From the beginning of games through approximately the sixth inning, the Toronto Blue Jays are getting some of the best pitching in baseball. Similarly, when the ninth inning rolls around their run prevention has been on point.
Unfortunately for the Blue Jays, there are a couple innings sandwiched between each game’s bookends, and those frames have consistently been an adventure.
From Brett Cecil‘s injury and Drew Storen‘s miserable start, to the long balls conceded by Gavin Floyd and Jesse Chavez, it seems like the gap between the team’s starters and closer Roberto Osuna has been devilishly hard to bridge.
That said, in recent weeks that chasm has appeared a little less daunting. Part of that can be chalked up to Storen’s solid May or the addition of Jason Grilli, but the biggest factor is the emergence of Joe Biagini.
When the Blue Jays selected Biagini in the Rule 5 draft it was hard to picture him as a high-leverage relief arm. At the age of 25 he had yet to crack triple-A, and in his minor league career he’d made all of three appearances out of the bullpen. The 5.8 K/9 he posted last season at double-A suggested he didn’t exactly have electric stuff.
For all his perceived flaws, however, since donning a Blue Jays jersey Biagini has posted a 0.86 ERA in 21 innings. That’s the kind of number that will endear even the most unheralded rookie to fans and his manager alike.
It’s also the kind of number that can be immensely deceptive. When it comes to fantasy baseball, baseball cards and most baseball broadcasts ERA is the gold standard, but the statistic is as flawed as it is ubiquitous.
Especially when dealing in small samples, it’s almost always preferable to look at peripherals and fielding-independent ERA estimators like FIP and xFIP. By these measures, Biagini isn’t as impressive.
The rookie’s 7.29 K/9 is well below the average reliever (8.67) suggesting his success is heavily reliant on good fielding. He has a 2.36 FIP, driven largely by the fact he has yet to concede a home run and his xFIP, which assumes an average HR/FB rate, sits at an unspectacular 3.65.
Taking this information together, the easiest conclusion is that Biagini has been lucky. To some degree this is certainly true. Keeping up a 0.86 ERA for an extended period of time is virtually impossible. Mariano Rivera’s career ERA was 2.21.
It would be foolish to claim luck has nothing to do with Biagini’s rise to prominence, but there’s more to the story. In the past, a pitcher’s ability to induce weak contact was very difficult to quantify and often altogether dismissed as a skill. Thanks to advancements like Statcast data, it’s now easier to pick out which pitchers are best able to manage contact, and Biagini has been very strong in this area.

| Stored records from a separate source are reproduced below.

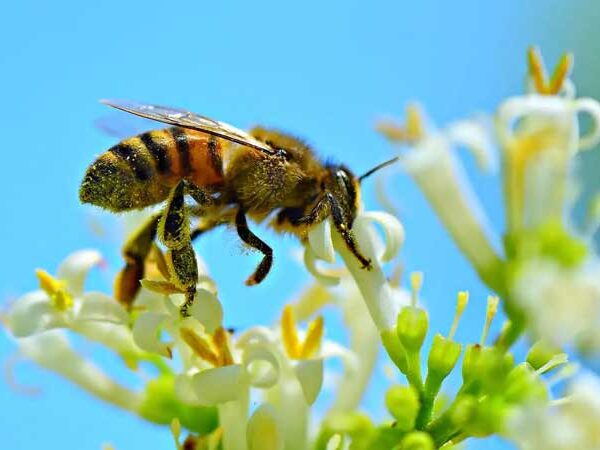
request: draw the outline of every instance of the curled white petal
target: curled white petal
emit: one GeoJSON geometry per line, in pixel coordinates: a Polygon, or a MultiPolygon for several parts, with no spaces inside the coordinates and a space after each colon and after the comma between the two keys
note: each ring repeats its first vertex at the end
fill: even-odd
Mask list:
{"type": "Polygon", "coordinates": [[[15,337],[66,326],[63,314],[55,310],[43,291],[30,292],[17,300],[8,313],[7,322],[15,337]]]}
{"type": "Polygon", "coordinates": [[[480,169],[495,169],[490,133],[483,123],[475,120],[455,122],[446,129],[446,134],[453,144],[464,146],[473,153],[480,169]]]}
{"type": "Polygon", "coordinates": [[[353,371],[360,363],[354,352],[333,341],[323,342],[319,357],[321,359],[340,358],[348,371],[353,371]]]}
{"type": "Polygon", "coordinates": [[[223,307],[216,295],[206,289],[199,289],[194,297],[190,313],[200,322],[209,334],[223,323],[223,307]]]}
{"type": "Polygon", "coordinates": [[[294,366],[306,403],[312,405],[323,386],[323,360],[302,359],[294,366]]]}
{"type": "Polygon", "coordinates": [[[167,314],[143,313],[133,325],[133,340],[143,350],[170,358],[169,345],[160,340],[161,328],[168,320],[167,314]]]}
{"type": "Polygon", "coordinates": [[[248,345],[271,345],[277,341],[277,335],[268,327],[255,326],[242,332],[237,340],[236,347],[244,348],[248,345]]]}
{"type": "Polygon", "coordinates": [[[84,294],[78,305],[77,320],[125,324],[129,314],[114,298],[101,292],[84,294]]]}
{"type": "Polygon", "coordinates": [[[244,369],[239,364],[198,372],[192,376],[191,385],[198,403],[205,406],[236,400],[248,389],[244,369]]]}
{"type": "Polygon", "coordinates": [[[329,220],[323,220],[308,232],[308,242],[317,258],[335,263],[335,251],[331,242],[331,224],[329,220]]]}
{"type": "Polygon", "coordinates": [[[283,435],[280,431],[275,408],[263,403],[250,419],[246,431],[248,450],[283,450],[283,435]]]}
{"type": "Polygon", "coordinates": [[[579,138],[579,148],[593,148],[600,141],[600,104],[593,98],[580,98],[575,100],[575,108],[578,114],[589,115],[592,123],[587,134],[579,138]]]}
{"type": "Polygon", "coordinates": [[[340,282],[340,277],[321,272],[317,267],[316,255],[312,247],[304,246],[304,265],[310,274],[325,286],[335,286],[340,282]]]}
{"type": "Polygon", "coordinates": [[[59,280],[67,283],[71,295],[78,297],[83,293],[83,285],[90,269],[102,261],[102,255],[96,250],[79,250],[71,253],[61,263],[56,273],[59,280]]]}
{"type": "Polygon", "coordinates": [[[194,374],[182,373],[175,377],[175,395],[187,405],[200,406],[201,403],[196,396],[192,376],[194,374]]]}
{"type": "Polygon", "coordinates": [[[250,384],[254,387],[267,389],[279,380],[279,361],[266,346],[247,347],[243,355],[243,366],[250,384]]]}
{"type": "Polygon", "coordinates": [[[369,211],[359,214],[354,226],[361,226],[365,222],[374,222],[381,226],[385,235],[385,248],[380,256],[381,261],[391,261],[396,257],[404,243],[404,227],[398,219],[382,211],[369,211]]]}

Among pitchers who’ve allowed at least 50 balls in play, Biagini’s average exit velocity against of 85.1 mph ranks sixth lowest. On fly balls and line drives his 86.7 mph ranks third. Most pitchers who suppress exit velocity do so by forcing popups and shallow fly balls like Marco Estrada, who consistently outperforms his peripherals. Biagini has been a little different by keeping the ball on the ground.
His 59 per cent ground ball rate, the 19th best among qualified relievers, combined his tendency to avoid hard contact explains why no one has taken him deep yet. In fact, no one has been particularly close.
(Graphic via Baseball Savant)
It’s not like Biagini is relying on Kevin Pillar heroics at the warning track. The longest fly ball he’s allowed this season went 376 feet and it was to straight-away centre field.
Just 21 innings into his big league career, it’s too early to declare Biagini a master of peripheral beating and contact management. The fact he has been so far makes the matter worth monitoring, but rendering a conclusion would be rash.
For now, it’s fair to say Biagini is the type to keep the ball on the ground and in the park. For those qualities alone he’s exactly what the Blue Jays need right now, even if his 0.86 ERA has serious growth potential.
Unsurprisingly it was a pitcher, Hall of Famer Lefty Grove, who’s most commonly credited with the saying “I’d rather be lucky than good.” Biagini has lived by Grove’s mantra so far, but there’s no reason he can’t have it both ways.